Since $p,q$ are rationals, and assuming $pq\ne 0$, we can always set $q=(p+1)\cdot\frac{b}{a},$ where $a,b$ are integers. Substituting this expression for $q$ into $p^2-xq^2=1$ we get the desired result.

Nice problem. Here's my idea. What $p^2-xq^2=1$ is? Of course, it is a hyperbola. Lemma 1 Let points $X,Y$ have rational coordinates. Then equation of line through $X$ and $Y$ can be expressed as linear equation with rational coefficients ($ax+by=c; a,b,c \in \mathbb{Q}$).
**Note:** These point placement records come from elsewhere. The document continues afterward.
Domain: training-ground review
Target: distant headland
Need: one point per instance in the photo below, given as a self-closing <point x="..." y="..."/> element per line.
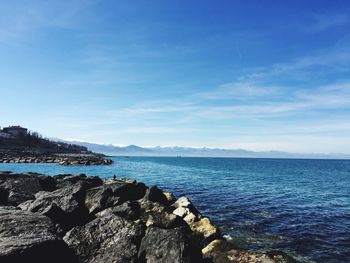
<point x="19" y="145"/>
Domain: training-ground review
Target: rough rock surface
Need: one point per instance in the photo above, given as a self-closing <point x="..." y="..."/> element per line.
<point x="106" y="239"/>
<point x="29" y="237"/>
<point x="221" y="251"/>
<point x="168" y="245"/>
<point x="64" y="205"/>
<point x="79" y="218"/>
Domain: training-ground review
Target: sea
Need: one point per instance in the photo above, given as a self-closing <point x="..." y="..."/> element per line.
<point x="301" y="207"/>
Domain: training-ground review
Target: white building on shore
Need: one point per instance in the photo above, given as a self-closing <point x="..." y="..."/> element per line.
<point x="13" y="131"/>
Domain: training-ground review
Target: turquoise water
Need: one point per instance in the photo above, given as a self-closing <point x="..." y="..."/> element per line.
<point x="301" y="207"/>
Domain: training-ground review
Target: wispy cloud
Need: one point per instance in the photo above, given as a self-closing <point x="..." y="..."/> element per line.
<point x="326" y="21"/>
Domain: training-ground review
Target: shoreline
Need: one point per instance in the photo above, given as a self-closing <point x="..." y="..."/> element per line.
<point x="74" y="202"/>
<point x="58" y="158"/>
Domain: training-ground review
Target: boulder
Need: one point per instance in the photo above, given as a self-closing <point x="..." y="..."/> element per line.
<point x="170" y="197"/>
<point x="129" y="210"/>
<point x="154" y="194"/>
<point x="168" y="245"/>
<point x="222" y="251"/>
<point x="87" y="182"/>
<point x="156" y="214"/>
<point x="205" y="230"/>
<point x="17" y="188"/>
<point x="64" y="206"/>
<point x="96" y="198"/>
<point x="109" y="238"/>
<point x="29" y="237"/>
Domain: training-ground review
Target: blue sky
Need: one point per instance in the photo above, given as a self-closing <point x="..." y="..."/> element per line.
<point x="258" y="75"/>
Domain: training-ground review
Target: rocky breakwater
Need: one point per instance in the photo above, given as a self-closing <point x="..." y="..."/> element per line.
<point x="63" y="159"/>
<point x="78" y="218"/>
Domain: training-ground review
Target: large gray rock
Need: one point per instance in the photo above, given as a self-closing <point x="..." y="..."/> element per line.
<point x="154" y="194"/>
<point x="64" y="180"/>
<point x="98" y="198"/>
<point x="156" y="214"/>
<point x="106" y="239"/>
<point x="17" y="188"/>
<point x="64" y="206"/>
<point x="168" y="245"/>
<point x="29" y="237"/>
<point x="129" y="210"/>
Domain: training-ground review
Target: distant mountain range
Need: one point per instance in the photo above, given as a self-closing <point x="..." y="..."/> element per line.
<point x="134" y="150"/>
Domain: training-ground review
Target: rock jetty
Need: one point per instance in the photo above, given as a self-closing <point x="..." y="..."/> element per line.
<point x="63" y="159"/>
<point x="79" y="218"/>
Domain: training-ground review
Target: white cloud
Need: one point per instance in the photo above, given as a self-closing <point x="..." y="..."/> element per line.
<point x="325" y="22"/>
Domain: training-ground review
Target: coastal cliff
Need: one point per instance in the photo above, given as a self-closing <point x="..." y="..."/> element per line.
<point x="79" y="218"/>
<point x="18" y="145"/>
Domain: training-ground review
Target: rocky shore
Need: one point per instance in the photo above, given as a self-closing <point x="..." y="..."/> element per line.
<point x="79" y="218"/>
<point x="63" y="159"/>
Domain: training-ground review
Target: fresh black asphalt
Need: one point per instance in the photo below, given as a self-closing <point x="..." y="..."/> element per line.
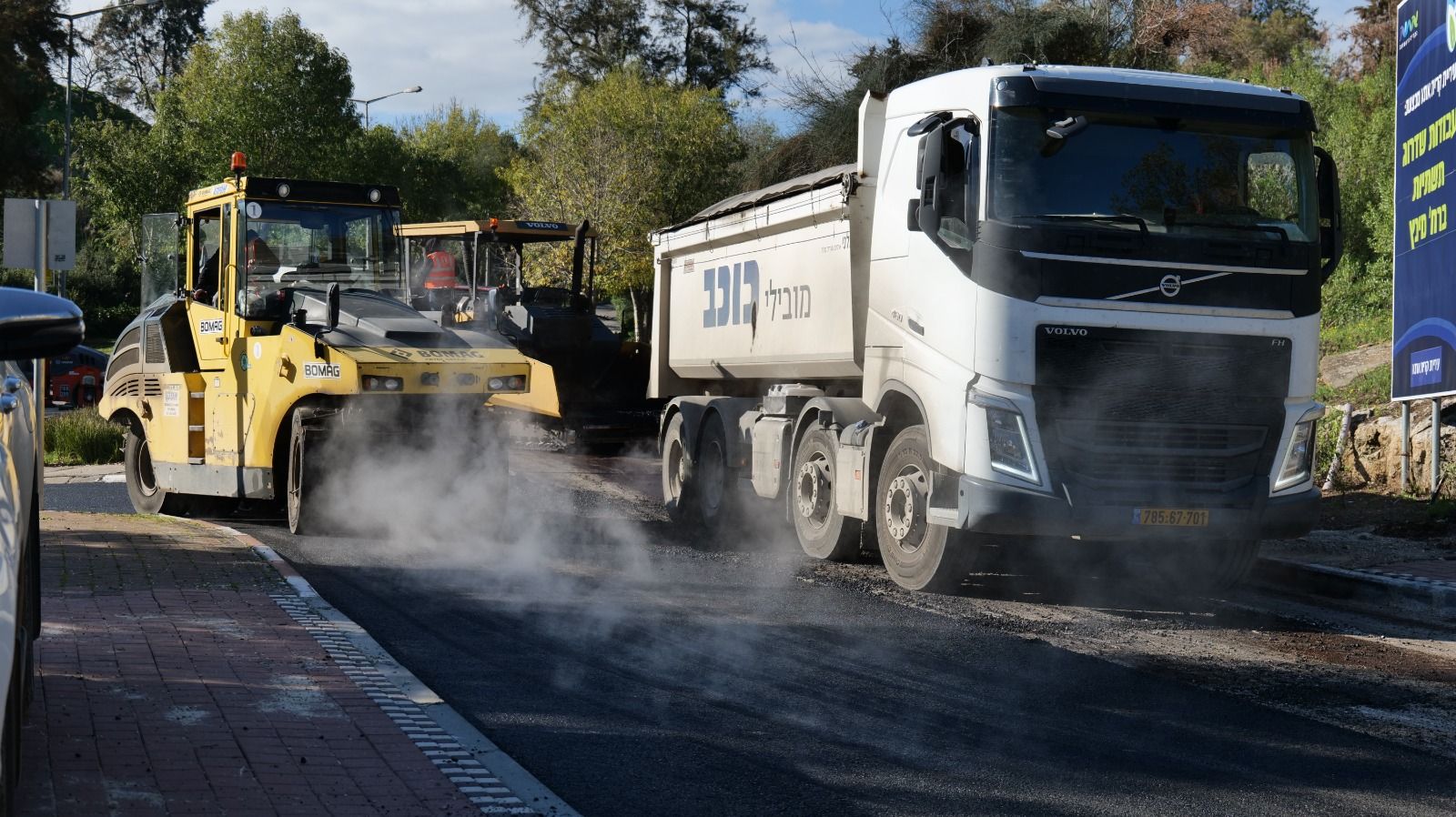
<point x="637" y="673"/>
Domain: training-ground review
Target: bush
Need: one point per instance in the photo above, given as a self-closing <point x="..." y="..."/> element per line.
<point x="82" y="438"/>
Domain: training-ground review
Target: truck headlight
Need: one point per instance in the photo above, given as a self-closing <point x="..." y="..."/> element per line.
<point x="1006" y="439"/>
<point x="1299" y="458"/>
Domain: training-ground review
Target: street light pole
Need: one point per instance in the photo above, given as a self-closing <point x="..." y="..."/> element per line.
<point x="366" y="102"/>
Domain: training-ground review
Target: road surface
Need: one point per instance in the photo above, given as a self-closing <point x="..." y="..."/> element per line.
<point x="640" y="671"/>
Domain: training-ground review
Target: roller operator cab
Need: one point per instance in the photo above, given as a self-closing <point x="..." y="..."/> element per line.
<point x="276" y="344"/>
<point x="1045" y="303"/>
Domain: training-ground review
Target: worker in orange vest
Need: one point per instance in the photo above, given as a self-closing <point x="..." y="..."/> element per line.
<point x="440" y="274"/>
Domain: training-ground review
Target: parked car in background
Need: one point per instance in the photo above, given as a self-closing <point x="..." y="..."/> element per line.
<point x="75" y="378"/>
<point x="33" y="325"/>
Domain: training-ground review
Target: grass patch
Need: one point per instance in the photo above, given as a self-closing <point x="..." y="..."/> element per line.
<point x="1370" y="389"/>
<point x="82" y="438"/>
<point x="1346" y="335"/>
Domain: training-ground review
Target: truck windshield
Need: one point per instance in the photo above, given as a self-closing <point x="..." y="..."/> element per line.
<point x="1157" y="175"/>
<point x="290" y="245"/>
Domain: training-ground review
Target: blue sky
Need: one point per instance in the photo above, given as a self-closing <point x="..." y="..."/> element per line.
<point x="472" y="50"/>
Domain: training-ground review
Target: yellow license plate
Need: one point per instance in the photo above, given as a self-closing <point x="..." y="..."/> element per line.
<point x="1171" y="518"/>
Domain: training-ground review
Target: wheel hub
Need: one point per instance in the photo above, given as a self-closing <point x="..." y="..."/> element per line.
<point x="713" y="477"/>
<point x="146" y="477"/>
<point x="813" y="491"/>
<point x="905" y="509"/>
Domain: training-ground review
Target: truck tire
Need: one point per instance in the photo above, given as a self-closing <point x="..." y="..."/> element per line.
<point x="823" y="532"/>
<point x="677" y="472"/>
<point x="715" y="485"/>
<point x="305" y="478"/>
<point x="142" y="481"/>
<point x="917" y="555"/>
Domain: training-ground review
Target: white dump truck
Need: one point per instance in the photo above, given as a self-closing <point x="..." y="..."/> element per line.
<point x="1053" y="303"/>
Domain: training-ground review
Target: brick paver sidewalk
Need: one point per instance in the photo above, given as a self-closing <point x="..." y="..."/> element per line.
<point x="172" y="683"/>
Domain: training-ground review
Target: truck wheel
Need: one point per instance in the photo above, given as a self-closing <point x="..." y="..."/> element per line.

Lemma 2 Let line $ax+by=c; a,b,c \in \mathbb{Q}$ pass through point $P(x,y)$. If one of its coordinates ($x$ or $y$) is rational then the second one is rational too. These lemmas are obvious so I left them without proof. $(p,q)=(1,0)$ is a rational point on hyperbola. We need to find all rational points on one. Pick any rational point $(p,q)$ on hyperbola (I'll work only with $x>0$ part the rest is easy obtained by symmetry) and let line through $(1,0)$ and $(p,q)$ intersects ordinate at $(0,c)$. Due to lemmas mentioned above $c \in \mathbb{Q}$. Thus we have bijection between rational numbers and rational solutions of $p^2-xq^2=1$. More precisely: Consider line through $(0,c)$ and $(1,0)$ $q=c-cp$ so $p^2-x(c-cp)^2=1$ $p^2(1-c^2x)+2c^2xp-c^2x-1=0$ It is a quadratic equation wrt $p$ It has two solutions: $p=1$ and $p=\frac{1+c^2x}{c^2x-1}$ Since $c \in \mathbb{Q}$ there exist $a,b \in \mathbb{Z}$ such that $c=\frac{a}{b}$. The rest is trivial.

Some blah. I hadn’t been interested in Israel contests before, but their performance on RMM 2019 changed my mind... Unfortunately there are almost no Israel problems on aops... can someone fix this?